Nicholson, who issued the warning Thursday during the annual Jamaica Bankers Association/Jamaica Institute of Financial Service anti-fraud seminar in Kingston, said for those preparing to launch wallets, there are options they can explore to safeguard against fraud while addressing the topic ‘SIM-swapping, Social Media Phishing and Account Rental – Your Defence’.

“Financial institutions must put in place compensating cybersecurity controls for mobile wallets rather than just a two-factor authentication where you just text the customer a code in order to gain access to the wallet,” Nicholson told the Financial Gleaner.

“They have to use some biometric or device binding id application, so even if there is a SIM swap there are other control measures in place,” he said.

For example, he said that if a fraudster gains access to a customer’s SIM card, added security features such as International Mobile Equipment Identity code, IMEI, video validation or some other unique variable would deny fraudsters access to accounts on the mobile wallet. IMEI is a 15 to 17-digit code that is given to every mobile phone. This number is used by service providers to uniquely identify valid devices.

“The idea is to use verification options that are not available externally or within the company, it would have to come from the customer themselves,” he said.

Over the past 18 months, cyberscammers have stolen nearly $100 million from more than two dozen bank accounts. Two of the SIM-swap cases were considered significant, involving a total of $61 million and US$133,000, the Financial Investigations Division has said.

Internationally, the haul from SIM-swap scamming was estimated at US$68 million in 2021.

While Nicholson urged the financial institutions to put up guardrails, he said some of the responsibility rests with the telecommunication companies as well as customers who sometimes overshare personal information on social media platforms.

“There is one other control that we can do and that’s on telecommunication providers to tighten know-your-customer requirements as well as to strengthen their relationship with government agencies such as the tax authority of Jamaica to improve verification processes,” he said.

He added that the introduction of encrypted codes to complete the SIM replacement process would be a deterrent to fraud.

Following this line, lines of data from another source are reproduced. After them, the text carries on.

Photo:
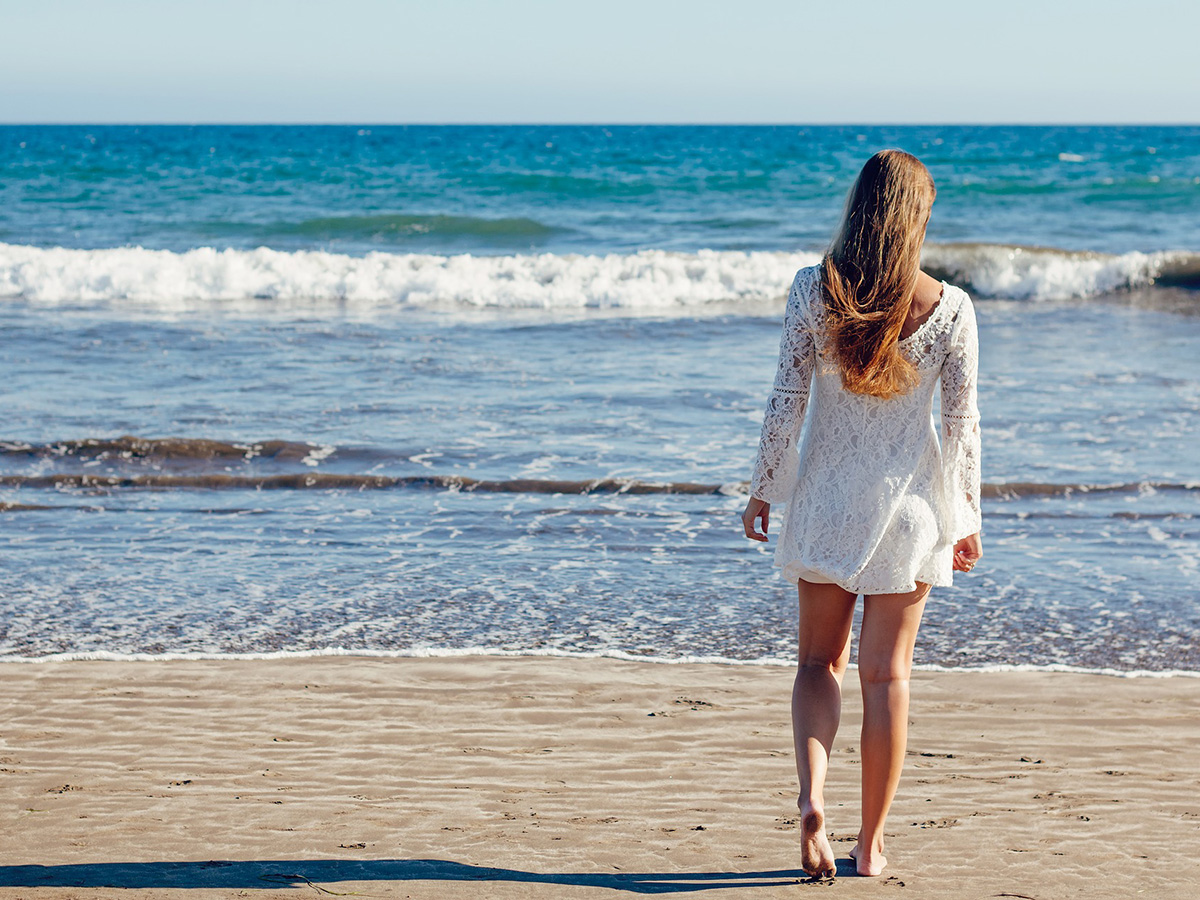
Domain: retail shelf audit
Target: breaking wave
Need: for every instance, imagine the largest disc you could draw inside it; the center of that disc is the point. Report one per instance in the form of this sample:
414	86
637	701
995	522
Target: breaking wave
651	280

“It goes without saying that the code must be encrypted and not be available to internal staff, only to the customer,” he added.

Telecommunications provider Flow Jamaica in response to concerns about gaps in the SIM replacement process last month said the company has implemented “robust policies and processes” to protect customers, including mandatory photo/visual identification verification for SIM card replacement.

Director of Communications Kayon Mitchell also said the telecoms processes include a system check and verification of customer data and a test call to the number for which the replacement card is requested.

“In an effort to fight fraud nationally, we have partnerships with various institutions and entities and collaborate where possible. We also continually review and update our processes to manage the threats,” Flow said at the time.